Another Reddit user posted recently that he (or she) “got burnt for $13,500 rushing to get the airdrop.” The address where the stolen EOS ended up, Fake_Phishing940, has since been flagged for the scam—but was able to make away with more than $120,000 in EOS, according to Etherscan.
Some $70,400 in EOS went to Fake_Phishing1169, while $57,000 more landed at Fake_Phishing976, and another $36,000 went to Fake_Phishing1071; Fake_Phishing160 snagged an extra $10,000. And those are just some of the addresses that don’t even bother to hide their ill intent (suggesting they’re part of an organized phishing ring).
Still other unnamed accounts flagged for phishing EOS and Ethereum have collected additional amounts adding up to hundreds of thousands of dollars, pushing the total booty to at least $1 million. Fake_Phishing622, meanwhile, has amassed more than $510,000 in likely stolen digital coins, though it has yet to touch EOS.

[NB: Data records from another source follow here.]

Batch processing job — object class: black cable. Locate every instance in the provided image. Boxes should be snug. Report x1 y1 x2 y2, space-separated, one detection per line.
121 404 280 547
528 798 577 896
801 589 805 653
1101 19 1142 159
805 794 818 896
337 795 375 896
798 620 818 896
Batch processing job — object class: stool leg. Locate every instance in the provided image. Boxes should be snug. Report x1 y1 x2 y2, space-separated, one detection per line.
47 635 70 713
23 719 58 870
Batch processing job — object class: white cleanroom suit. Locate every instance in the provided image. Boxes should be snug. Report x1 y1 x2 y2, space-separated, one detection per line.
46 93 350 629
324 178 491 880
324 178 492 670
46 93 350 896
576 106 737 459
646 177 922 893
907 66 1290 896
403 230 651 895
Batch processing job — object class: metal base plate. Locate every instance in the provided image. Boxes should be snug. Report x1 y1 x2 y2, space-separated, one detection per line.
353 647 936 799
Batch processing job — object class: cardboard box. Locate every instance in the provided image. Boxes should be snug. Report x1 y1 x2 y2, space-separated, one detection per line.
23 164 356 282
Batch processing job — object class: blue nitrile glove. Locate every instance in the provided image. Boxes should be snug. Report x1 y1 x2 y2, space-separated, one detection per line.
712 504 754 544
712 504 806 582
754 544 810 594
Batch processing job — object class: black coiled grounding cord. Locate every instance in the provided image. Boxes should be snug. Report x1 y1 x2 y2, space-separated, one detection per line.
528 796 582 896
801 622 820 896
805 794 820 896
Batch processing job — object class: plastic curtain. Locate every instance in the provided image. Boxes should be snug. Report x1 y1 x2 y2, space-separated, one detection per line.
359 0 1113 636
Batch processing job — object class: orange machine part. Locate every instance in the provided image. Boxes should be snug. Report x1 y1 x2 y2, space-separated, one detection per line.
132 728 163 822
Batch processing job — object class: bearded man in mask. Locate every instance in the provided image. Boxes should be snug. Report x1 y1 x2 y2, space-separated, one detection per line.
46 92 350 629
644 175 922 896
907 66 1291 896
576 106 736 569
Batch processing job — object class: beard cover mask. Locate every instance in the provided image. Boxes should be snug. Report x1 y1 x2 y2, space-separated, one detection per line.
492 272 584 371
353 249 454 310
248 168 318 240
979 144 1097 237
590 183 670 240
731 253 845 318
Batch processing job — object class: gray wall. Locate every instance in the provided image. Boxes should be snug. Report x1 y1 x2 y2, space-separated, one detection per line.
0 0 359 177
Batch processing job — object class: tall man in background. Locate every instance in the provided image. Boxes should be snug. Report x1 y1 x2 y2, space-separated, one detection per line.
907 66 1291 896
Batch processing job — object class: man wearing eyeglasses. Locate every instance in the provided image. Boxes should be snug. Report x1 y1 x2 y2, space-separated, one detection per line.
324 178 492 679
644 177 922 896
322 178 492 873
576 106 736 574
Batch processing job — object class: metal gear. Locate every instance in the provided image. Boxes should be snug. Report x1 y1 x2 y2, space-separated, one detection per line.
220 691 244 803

Unlike other phishing scams, which target the elderly and non-tech savvy, the EOS attacks are cunningly designed to make victims let their guard down. The same web page that steals private keys is plastered with phishing warnings and security reminders that make visitors feel safe. The site even provides a digital address that corresponds to the official EOS one.
Nor can people rely on their usual filter for too-good-to-be-true offers when it comes to cryptocurrency, where real freebies abound. After all, just this week, blockchain project Dfinity launched a $35 million giveaway of its tokens—billing the event as the largest airdrop to date. And in March, I witnessed firsthand when the blockchain-based messaging startup Mainframe literally dropped $1 million in free cryptocurrency from the ceiling onto the heads of supporters at a hotel. Besides Everipedia, at least a dozen other companies, such as eosDAC and LetItPlay, plan to give away their tokens exclusively to EOS holders. Over the past month, I’ve received an average of 1.5 token giveaway-related emails per week.
None of those pitches, however, were for a legitimate giveaway of EOS tokens themselves. Block.one did not respond to requests for comment, but CoinList, which assists coin issuers in executing token giveaways, says it’s not aware of any planned airdrops of EOS itself.
With the EOS ICO now in the home stretch, cryptocurrency enthusiasts would do well to assume there’s no such thing as free EOS—and anything that says otherwise is most likely a scam.
This story has been updated with a comment from a Zendesk spokesperson.